Immigration and Customs Enforcement (Ice) and Customs and Border
Protection had been restricted from doing so for more than a decade.
The US Department of Homeland Security, which oversees both agencies,
said in a statement: “Criminals will no longer be able to hide in America’s
schools and churches to avoid arrest.
“The Trump Administration will not tie the hands of our brave law enforcement
and instead trusts them to use common sense.”
The directive was one of two issued on Tuesday, Jan. 21, from Benjamine
Huffman, the acting secretary of the Department of Homeland Security.
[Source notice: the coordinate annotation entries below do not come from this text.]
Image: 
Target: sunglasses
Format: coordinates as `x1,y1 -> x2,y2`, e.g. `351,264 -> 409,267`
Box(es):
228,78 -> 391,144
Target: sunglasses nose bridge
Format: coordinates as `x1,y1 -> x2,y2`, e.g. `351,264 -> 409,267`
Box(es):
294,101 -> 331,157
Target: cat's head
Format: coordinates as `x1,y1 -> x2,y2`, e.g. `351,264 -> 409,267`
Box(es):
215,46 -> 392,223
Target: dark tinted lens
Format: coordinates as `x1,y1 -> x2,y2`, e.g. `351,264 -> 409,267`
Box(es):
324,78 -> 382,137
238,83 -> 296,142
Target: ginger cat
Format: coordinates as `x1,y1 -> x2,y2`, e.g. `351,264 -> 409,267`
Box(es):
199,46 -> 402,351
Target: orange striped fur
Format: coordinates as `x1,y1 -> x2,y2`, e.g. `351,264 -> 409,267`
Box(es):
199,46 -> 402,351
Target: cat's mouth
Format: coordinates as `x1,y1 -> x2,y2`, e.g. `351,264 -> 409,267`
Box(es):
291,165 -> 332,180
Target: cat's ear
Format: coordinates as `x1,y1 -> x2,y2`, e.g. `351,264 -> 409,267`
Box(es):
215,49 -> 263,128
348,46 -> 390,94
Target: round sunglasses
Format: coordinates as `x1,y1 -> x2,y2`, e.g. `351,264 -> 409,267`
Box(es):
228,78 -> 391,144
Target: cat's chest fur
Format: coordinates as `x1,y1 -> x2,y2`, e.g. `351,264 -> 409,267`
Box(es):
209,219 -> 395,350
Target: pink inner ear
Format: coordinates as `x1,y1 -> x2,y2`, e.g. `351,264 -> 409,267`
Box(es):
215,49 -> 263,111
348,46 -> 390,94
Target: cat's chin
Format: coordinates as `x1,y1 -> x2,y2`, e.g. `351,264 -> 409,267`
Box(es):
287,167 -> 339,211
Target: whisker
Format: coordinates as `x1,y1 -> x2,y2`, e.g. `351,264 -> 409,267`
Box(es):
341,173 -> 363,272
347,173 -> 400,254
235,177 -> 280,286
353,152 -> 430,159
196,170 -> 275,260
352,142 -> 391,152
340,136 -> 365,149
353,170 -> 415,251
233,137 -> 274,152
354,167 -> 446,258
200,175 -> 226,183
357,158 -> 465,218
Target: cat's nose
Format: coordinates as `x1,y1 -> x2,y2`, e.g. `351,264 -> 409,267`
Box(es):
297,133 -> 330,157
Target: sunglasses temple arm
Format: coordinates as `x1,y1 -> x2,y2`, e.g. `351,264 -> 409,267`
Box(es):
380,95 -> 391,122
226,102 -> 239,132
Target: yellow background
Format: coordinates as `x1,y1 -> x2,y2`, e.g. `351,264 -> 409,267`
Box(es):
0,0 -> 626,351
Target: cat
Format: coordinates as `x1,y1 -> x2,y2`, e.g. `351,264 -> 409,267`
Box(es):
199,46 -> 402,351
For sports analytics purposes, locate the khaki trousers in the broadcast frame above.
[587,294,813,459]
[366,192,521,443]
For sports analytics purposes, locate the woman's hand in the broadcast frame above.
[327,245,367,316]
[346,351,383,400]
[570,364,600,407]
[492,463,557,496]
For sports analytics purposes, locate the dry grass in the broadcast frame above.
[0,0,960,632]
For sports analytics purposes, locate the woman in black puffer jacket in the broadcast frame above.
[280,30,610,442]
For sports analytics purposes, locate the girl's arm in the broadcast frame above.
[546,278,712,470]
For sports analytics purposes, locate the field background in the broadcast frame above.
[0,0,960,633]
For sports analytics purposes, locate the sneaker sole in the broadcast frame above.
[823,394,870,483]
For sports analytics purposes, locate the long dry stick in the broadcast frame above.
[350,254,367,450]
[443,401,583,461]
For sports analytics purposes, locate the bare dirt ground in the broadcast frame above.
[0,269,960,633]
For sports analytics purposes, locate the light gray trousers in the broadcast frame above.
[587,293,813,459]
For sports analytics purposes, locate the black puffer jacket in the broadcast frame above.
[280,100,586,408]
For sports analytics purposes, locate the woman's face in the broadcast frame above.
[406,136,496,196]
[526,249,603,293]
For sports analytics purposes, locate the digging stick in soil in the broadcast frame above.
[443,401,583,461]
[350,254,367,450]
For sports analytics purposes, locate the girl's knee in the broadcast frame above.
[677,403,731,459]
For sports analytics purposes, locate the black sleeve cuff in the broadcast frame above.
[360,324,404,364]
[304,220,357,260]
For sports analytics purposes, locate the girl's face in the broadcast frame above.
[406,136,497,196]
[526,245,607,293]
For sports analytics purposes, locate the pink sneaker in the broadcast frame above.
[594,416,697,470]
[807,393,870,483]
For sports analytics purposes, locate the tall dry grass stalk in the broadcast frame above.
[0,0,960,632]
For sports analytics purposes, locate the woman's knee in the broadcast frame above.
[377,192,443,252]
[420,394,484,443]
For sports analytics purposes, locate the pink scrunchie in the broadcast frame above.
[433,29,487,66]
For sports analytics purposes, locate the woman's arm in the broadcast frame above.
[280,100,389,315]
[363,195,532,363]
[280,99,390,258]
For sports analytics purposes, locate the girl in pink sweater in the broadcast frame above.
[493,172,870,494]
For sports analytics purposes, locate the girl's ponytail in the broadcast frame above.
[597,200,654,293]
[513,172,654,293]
The second directive reinstates with immediate
effect so-called “expedited removal” nationwide. Under this authority, US
Ice can quickly deport any undocumented person arrested inside the country who
can’t prove they have been here continuously for more than two years.
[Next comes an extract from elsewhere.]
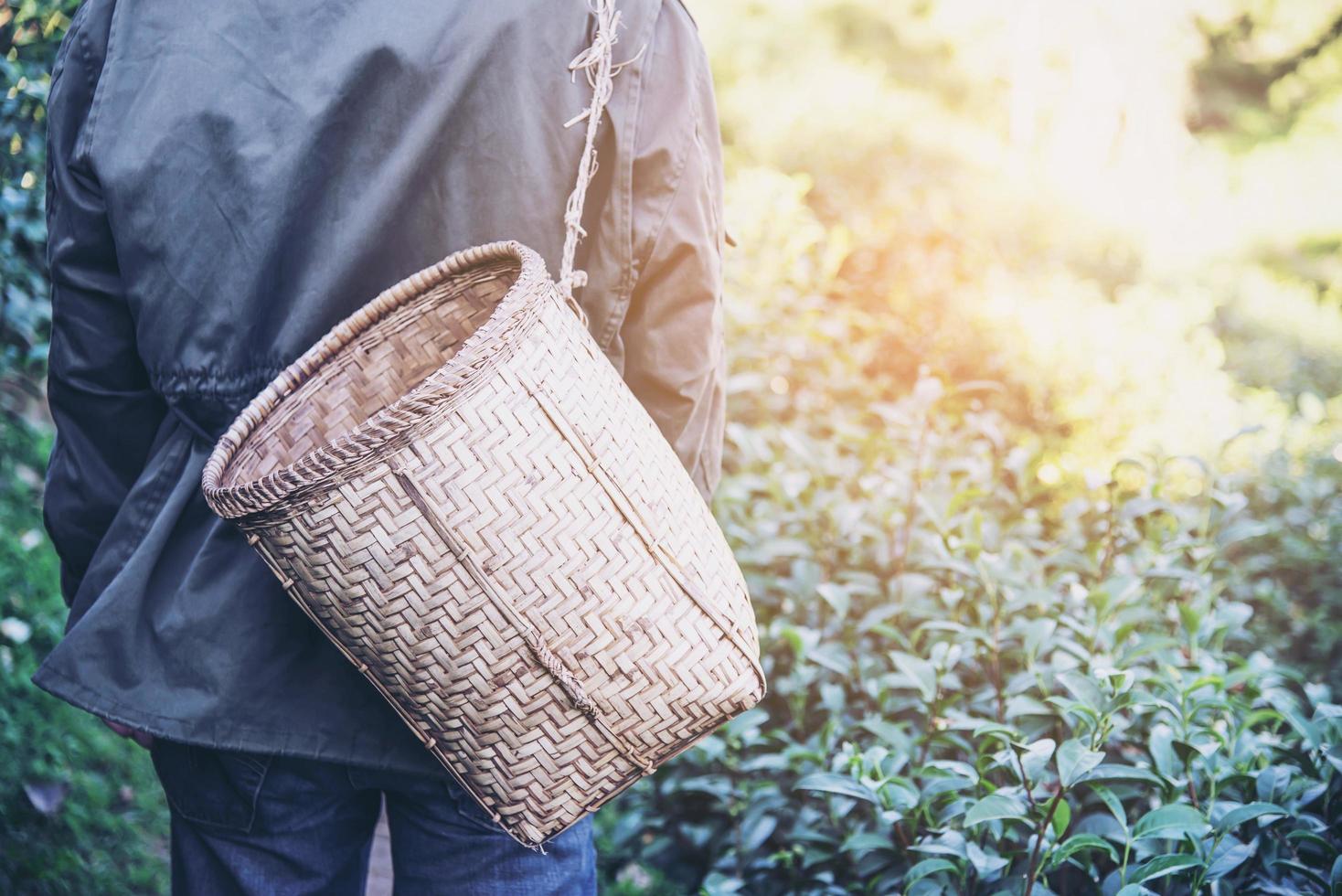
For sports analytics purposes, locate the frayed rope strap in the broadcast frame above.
[559,0,643,325]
The changes come as Donald Trump’s administration executes a major
crackdown on immigration in the US. The president signed a slew of executive
actions on Monday, Jan. 20, that included cutting off access to an app that
facilitated the entry of hundreds of thousands of people as well as suspending
the refugee system and promoting greater cooperation between Ice and local and
state governments.
Administration officials vowed to immediately begin rounding up people
in the US illegally, as part of the president’s promise to carry out “mass
deportations”. Trump’s border czar, Tom Homan, said in an interview late on
Monday that immigration agents would fan out across the United States on
Tuesday to arrest and deport undocumented people.
He did not say where the raids would take place.
“They’re going to do it throughout the country. We have offices throughout the
country, and every Ice officer is going to be out there and enforce the law
starting tomorrow morning,” Homan said.
Advocates warned that the Trump administration’s move to allow arrests at sensitive locations would have harmful effects.